One can reduce the number of iterations if k1,k2 start with some higher-order estimates, not just with k1=k2=f(y).

---

One can reduce the right side residual by removing the terms that are linear in h (on both sides of course).

k1 - h*f'(y)*(a11*k1 + a12*k2) = f(y + h*(a11*k1 + a12*k2) ) - h*f'(y)*(a11*k1 + a12*k2)
k2 - h*f'(y)*(a21*k1 + a22*k2) = f(y + h*(a21*k1 + a22*k2) ) - h*f'(y)*(a21*k1 + a22*k2)

The right side is evaluated at the current values, the left side is a linear system for the new values.
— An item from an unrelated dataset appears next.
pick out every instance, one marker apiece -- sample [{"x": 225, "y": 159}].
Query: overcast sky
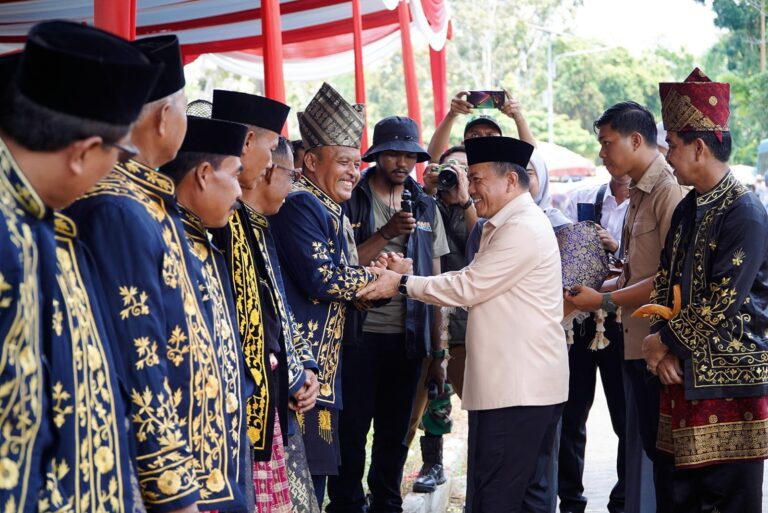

So

K = K - solve(M, rhs)

with
K = [ k1; k2]

M = [  1 - h*f'(y)*a11, -h*f'(y)*a12 ;  -h*f'(y)*a21, 1 - h*f'(y)*a22  ]
  = I - h*f'(y)*A

rhs = [ k1 - f(y + h*(a11*k1 + a12*k2) ); k2 - f(y + h*(a12*k1 + a12*k2) )
    = K - f(Y)

where 

Y = y+h*A*K

This should, probably, work for scalar equations, for systems this involves Kronecker products of matrices and vectors.

As the linear part is taken out of the residual, the contraction factor in this new fixed-point iteration is O(h^2), possibly with smaller constants, so it converges faster and, it has been argued, for larger step sizes.

What you have in the code regarding the implicit method step shows the steps of the algorithm in the right order, but with wrong arguments in the function calls.

What you do with h is not recognizable. One could guess that the task is to explore the results of the method for a collection of step sizes. This means that the h for each integration run is constant, halving the step size and increasing the step number for the next integration run.